We also note the presence of works by two great American composers: Aaron Copland (1900-1990) with his Marching band for the common manand the least known Charles Ives (1874-1954) with The Unanswered Question for orchestra. This short piece dating from 1908 has been quoted many times in the cinema, in The Red line Terrence Malick in particular. Finally, among contemporaries, Thomas Lacote will present a world premiere, Nothing but your name for mezzo-soprano and orchestra, and Michael Levinas will play the piano (accompanied by a singer and a harpist) Espenbaum: eight lieder on poems by Paul Celan.

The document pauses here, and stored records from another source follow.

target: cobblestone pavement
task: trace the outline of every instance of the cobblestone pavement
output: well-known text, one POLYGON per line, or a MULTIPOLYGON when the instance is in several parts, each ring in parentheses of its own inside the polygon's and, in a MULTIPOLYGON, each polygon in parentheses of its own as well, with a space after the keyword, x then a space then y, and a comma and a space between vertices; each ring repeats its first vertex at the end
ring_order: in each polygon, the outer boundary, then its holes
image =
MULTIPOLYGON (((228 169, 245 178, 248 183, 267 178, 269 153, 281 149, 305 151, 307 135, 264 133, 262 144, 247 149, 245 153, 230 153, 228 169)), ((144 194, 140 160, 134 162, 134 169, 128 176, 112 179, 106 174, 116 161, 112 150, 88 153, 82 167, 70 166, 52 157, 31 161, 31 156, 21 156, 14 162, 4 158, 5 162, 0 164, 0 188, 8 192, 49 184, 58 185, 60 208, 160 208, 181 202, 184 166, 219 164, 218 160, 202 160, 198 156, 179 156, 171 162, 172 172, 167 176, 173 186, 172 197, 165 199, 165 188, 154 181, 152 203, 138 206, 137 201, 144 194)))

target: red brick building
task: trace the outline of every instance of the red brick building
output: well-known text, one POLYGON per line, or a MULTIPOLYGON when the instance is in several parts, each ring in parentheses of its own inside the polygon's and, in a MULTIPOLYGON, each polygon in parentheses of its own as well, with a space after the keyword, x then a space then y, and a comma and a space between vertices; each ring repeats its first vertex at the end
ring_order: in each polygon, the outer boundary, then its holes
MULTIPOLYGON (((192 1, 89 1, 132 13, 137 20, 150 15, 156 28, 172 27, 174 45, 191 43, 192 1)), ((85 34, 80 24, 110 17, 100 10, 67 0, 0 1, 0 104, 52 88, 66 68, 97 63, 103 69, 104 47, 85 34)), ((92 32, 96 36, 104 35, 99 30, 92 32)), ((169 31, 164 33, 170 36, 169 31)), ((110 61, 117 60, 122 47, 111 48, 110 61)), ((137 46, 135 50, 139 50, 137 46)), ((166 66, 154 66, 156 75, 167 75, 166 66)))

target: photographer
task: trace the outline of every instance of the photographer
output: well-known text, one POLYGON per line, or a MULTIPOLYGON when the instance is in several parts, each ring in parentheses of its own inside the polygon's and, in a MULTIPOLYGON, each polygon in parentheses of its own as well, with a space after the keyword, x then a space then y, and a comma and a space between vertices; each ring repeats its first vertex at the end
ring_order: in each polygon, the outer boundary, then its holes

The highlights of the festival

Beyond our subjective “cabinet of curiosities”, the festival will offer several highlights. In the field of sacred music, the ensemble Les Surprises will play the Te Deum by Marc-Antoine Charpentier, and the Aedes ensemble with the instrumentalists Les Siècles will launch into the great lyrical fresco of the Stabat Mater by Francis Poulenc, dating from 1950. The great figure of Italian Baroque music, Alessandro Scarlatti (1660-1725) will be honored with three concerts devoted to him. Another composer particularly highlighted this year: the Belgian Caesar Frank (1822-1890), for the 200e anniversary of his birth in Liège. Several concerts will explore certain facets of his work, both spiritual and sensual: the National Orchestra of Belgium will play his famous Symphony in D minor and symphonic poems, the Orchester des Pays de Savoie will play Prelude, Fugue and Variation

Another highlight: the Berliner Symphoniker will perform the Rhapsody in Blue by George Gershwin, the Symphony noh1 of Brahms and the Concerto for the left hand by Maurice Ravel. A concerto in one movement composed between 1929 and 1931, whose particularity is a piano score written for the left hand alone, in this case for the pianist Paul Wittgenstein (brother of the philosopher Ludwig) who had lost his right arm during the First World War.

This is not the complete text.